3. In Defense of the Third Person: Meticulous reader and polite partisan Adam O’Fallon Price laments the shift to first person in contemporary fiction.

4. Footprints in the Snow: Na Zhong’s haunting, evocative essay on memory and digital life.

5. The Right Book at the Right Time: The inimitable Rosa Lyster describes falling in love.

6. An Ode to Reading on Public Transit: You can do some of your best reading and thinking on the bus; Kaila Philo reminds us of the inherent possibilities of a transit commute.

7. What’s a Library to Do?: Ryan Krull reports on the particular challenges facing a library that serves a large homeless population.

8. Austerity and the British Library: Speaking of libraries, Corinne Purtill offers a lovely sketch of a London library and its role in the age of austerity.

9. Who is Greek?: An informative personal essay on Greekness, queerness, and diaspora by Niko Maragos.

10. The Millions Interviews Brit Bennett: Staffer Ismail Muhammad’s wide-ranging conversation with the author of The Mothers about, among other things, telling black stories of California.

11. The Proust Book Club: Staffer Hannah Gersen’s Proust diary is one of my favorite series at the site, and it came to an end this year.

12. I Don’t Love You, Toronto: Sometimes we don’t particularly like the places we live; Manjushree Thapa writes about the books that made her feel more fondly toward her adopted city.

13. Requiem for a Reader: Sometimes the only way we can really communicate with someone is through a shared love of books. Sarah Cords writes about the books in her late father’s library.

14. Travesty and American Usage: “When Trump says, ‘Obama founded ISIS,’ it is not meant to be verifiably true. It is meant to be rhetorically uncompromising, to valiantly prove its own point about what can be said.” The obscenely nimble thinker M.C. Mah on the rhetoric of the new administration.

15. The Damascus Journals: A gorgeous description of pre-war Damascus, a memory of happier times, by Roua Horanieh.

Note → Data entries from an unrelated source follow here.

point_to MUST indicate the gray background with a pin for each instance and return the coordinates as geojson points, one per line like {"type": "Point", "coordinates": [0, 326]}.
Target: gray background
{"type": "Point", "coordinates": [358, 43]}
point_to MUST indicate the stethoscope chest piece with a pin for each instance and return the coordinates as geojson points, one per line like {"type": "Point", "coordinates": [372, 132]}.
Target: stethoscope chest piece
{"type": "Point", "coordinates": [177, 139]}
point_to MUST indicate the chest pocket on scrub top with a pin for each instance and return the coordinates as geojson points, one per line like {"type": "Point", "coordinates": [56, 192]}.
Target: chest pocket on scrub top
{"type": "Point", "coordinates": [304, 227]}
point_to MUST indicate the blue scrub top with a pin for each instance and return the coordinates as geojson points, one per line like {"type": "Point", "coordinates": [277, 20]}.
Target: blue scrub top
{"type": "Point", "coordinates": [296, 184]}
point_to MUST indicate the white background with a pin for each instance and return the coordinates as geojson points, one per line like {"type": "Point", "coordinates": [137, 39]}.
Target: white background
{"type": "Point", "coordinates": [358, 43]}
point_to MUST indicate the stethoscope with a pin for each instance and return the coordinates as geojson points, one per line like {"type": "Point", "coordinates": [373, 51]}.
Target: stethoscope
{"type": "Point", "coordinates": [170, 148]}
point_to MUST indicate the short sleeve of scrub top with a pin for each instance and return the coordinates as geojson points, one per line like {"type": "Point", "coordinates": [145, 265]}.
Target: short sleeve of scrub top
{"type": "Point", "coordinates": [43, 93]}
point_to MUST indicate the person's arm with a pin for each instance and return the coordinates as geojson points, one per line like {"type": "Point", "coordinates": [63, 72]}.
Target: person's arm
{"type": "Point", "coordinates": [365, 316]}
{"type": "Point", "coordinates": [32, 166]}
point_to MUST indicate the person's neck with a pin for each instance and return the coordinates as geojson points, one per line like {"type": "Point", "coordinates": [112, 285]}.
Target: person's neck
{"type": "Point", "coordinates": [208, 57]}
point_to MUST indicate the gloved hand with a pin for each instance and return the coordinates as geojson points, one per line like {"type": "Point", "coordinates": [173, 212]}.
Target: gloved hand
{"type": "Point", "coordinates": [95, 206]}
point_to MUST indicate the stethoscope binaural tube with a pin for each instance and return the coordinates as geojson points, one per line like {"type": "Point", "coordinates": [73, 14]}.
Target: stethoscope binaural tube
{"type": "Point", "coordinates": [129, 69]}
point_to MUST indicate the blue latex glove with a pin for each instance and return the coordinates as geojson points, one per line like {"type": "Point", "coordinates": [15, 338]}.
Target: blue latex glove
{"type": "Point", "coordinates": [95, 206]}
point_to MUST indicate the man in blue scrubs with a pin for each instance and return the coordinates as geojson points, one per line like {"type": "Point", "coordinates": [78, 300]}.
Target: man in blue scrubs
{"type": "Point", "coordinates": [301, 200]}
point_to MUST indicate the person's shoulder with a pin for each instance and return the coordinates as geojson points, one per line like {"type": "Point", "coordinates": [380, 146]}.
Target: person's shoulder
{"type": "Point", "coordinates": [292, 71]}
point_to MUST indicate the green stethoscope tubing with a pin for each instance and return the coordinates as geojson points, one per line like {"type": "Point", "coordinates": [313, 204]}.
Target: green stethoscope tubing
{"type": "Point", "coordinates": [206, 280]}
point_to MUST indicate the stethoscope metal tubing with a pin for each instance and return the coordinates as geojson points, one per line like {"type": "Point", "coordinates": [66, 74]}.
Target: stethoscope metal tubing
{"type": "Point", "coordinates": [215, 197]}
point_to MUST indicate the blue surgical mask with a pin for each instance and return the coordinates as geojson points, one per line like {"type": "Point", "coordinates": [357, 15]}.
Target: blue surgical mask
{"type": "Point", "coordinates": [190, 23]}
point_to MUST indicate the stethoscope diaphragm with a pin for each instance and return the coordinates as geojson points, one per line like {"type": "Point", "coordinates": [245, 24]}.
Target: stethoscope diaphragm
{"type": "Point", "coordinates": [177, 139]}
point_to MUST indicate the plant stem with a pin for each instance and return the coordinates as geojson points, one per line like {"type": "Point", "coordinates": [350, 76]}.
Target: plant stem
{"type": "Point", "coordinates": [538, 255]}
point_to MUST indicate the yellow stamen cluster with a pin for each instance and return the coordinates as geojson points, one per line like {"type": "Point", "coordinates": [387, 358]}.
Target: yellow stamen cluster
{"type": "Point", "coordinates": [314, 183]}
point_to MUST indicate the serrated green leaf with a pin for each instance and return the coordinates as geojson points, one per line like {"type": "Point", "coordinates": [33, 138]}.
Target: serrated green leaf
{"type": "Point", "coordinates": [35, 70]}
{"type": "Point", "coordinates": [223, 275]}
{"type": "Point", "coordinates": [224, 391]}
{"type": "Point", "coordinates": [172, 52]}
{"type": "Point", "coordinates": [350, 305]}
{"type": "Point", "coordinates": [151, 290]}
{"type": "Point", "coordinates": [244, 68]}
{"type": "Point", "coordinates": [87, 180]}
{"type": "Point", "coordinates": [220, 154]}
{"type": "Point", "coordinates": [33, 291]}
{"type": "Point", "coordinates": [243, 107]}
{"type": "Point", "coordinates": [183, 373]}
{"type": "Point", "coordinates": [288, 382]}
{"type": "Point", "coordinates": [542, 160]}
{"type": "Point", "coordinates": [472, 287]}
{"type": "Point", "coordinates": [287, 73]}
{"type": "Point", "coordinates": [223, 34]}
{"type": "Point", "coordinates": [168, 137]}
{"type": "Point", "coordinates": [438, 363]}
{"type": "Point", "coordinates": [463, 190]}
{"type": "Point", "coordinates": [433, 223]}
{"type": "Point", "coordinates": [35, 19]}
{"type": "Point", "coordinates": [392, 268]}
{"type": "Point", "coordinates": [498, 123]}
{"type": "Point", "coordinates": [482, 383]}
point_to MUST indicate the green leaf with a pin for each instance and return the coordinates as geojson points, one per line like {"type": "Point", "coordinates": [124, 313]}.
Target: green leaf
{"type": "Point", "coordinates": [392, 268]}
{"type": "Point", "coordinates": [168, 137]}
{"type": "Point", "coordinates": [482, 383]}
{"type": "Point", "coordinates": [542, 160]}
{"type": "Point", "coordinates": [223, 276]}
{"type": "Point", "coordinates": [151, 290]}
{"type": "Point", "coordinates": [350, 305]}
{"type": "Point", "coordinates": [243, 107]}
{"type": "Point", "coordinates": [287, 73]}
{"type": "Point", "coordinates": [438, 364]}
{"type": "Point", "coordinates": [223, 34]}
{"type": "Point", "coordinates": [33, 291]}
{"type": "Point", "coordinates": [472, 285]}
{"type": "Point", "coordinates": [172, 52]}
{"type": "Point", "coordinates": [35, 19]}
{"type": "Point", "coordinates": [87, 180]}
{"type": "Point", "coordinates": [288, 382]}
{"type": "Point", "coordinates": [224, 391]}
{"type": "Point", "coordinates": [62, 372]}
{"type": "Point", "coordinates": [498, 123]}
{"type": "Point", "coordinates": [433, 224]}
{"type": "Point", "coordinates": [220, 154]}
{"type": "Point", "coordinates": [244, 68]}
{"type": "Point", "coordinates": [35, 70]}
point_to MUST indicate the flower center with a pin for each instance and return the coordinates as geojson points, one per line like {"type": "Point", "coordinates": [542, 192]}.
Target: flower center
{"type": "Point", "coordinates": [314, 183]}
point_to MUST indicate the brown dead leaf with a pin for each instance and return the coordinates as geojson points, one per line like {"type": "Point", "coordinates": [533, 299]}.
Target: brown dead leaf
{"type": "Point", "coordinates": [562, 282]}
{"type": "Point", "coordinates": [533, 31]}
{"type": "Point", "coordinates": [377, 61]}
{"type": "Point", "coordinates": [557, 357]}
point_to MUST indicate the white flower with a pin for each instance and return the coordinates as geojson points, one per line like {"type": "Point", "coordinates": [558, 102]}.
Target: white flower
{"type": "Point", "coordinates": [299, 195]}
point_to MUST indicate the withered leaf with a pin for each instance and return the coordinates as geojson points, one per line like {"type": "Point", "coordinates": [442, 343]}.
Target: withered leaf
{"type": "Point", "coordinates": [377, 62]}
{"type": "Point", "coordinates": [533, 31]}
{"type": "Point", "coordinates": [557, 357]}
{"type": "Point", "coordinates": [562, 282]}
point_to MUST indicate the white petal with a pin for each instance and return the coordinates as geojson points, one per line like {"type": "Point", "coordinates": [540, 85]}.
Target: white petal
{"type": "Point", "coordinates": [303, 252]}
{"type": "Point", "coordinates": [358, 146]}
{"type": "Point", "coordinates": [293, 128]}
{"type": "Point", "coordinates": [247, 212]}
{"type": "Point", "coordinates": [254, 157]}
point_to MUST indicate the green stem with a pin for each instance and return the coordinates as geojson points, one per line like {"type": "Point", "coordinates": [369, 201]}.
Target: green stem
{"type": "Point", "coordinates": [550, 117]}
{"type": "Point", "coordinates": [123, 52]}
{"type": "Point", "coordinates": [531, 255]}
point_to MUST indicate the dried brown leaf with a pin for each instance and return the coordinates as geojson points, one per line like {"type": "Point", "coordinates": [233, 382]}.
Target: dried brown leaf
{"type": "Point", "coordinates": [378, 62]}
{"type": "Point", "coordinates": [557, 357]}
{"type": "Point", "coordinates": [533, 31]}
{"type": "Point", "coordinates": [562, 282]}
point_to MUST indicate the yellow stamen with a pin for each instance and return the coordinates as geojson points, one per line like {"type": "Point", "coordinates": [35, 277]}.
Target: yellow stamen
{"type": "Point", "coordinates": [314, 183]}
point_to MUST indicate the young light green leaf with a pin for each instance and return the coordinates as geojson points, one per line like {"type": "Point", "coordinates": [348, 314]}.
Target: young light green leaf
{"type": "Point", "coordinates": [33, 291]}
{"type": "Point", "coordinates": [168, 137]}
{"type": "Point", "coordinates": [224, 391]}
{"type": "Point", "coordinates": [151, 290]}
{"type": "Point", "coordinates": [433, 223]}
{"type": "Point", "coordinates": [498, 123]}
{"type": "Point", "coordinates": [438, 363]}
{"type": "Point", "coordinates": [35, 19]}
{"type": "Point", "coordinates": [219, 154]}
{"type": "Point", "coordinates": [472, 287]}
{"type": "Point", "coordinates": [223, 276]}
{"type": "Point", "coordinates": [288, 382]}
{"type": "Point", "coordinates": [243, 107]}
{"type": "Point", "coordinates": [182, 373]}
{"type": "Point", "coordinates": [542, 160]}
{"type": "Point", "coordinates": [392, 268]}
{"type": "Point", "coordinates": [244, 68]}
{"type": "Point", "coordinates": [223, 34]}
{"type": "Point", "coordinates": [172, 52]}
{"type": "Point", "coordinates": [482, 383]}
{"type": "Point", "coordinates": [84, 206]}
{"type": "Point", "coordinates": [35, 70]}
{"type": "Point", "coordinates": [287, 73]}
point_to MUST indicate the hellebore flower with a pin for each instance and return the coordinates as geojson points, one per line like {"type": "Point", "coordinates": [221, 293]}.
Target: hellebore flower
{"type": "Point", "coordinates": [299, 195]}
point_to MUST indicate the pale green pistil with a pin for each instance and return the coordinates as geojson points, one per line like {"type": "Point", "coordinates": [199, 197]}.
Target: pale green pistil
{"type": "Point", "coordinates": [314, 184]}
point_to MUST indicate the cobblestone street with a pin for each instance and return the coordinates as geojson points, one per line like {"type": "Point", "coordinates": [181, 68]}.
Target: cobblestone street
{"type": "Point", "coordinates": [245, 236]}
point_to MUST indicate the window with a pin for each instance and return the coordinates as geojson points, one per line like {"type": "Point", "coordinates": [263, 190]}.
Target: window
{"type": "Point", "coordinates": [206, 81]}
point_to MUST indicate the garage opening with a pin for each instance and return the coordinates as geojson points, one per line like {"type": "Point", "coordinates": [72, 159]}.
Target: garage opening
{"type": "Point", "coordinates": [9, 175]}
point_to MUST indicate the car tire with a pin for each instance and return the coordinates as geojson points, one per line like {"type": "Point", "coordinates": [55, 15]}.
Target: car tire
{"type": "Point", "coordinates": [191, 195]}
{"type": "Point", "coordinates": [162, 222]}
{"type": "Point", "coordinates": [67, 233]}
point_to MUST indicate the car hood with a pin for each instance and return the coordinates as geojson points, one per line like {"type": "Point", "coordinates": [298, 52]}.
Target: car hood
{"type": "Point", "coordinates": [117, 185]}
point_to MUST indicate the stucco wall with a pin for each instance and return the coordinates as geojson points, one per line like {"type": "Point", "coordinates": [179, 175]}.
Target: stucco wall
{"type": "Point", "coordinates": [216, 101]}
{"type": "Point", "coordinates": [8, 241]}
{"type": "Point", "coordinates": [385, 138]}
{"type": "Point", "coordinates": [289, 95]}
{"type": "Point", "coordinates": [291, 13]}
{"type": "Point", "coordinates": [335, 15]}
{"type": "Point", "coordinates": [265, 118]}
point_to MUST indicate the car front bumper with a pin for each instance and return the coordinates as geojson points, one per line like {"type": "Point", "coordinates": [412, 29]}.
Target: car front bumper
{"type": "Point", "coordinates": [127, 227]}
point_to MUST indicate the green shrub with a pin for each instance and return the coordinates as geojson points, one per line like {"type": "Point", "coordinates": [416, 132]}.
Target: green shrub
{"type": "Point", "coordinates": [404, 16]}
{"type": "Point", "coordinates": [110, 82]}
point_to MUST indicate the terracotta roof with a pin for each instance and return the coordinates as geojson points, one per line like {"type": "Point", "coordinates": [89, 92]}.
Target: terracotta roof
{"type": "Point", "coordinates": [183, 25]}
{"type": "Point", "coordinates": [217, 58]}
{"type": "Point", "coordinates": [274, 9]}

16. Better Late than Never: Contributing Editor Sonya Chung writes about the books she came to as a later-in-life reader.

17. For the Love of the Books: Another piece on formative reading years, this by Habibe Jafarian on her secret raids of her brother’s library.

18. The Grueling, Painful, Beautiful Fiction of László Krasznahorkai: Staffer Il’ja Rákoš pens a vivid encomium to the Hungarian author.

19. The Man behind the Mask: An investigation of Nabokov’s simultaneously obfuscating and revealing forwards by Chris Townsend.

20. An Interview with Eugene Lim: A brisk yet very pithy interview with the author of Dear Cyborgs by Evan Allgood.

 21. On Setting and Craft: An essay about place-love and figuring out how to write the story you want to write by Laurie Ann Doyle.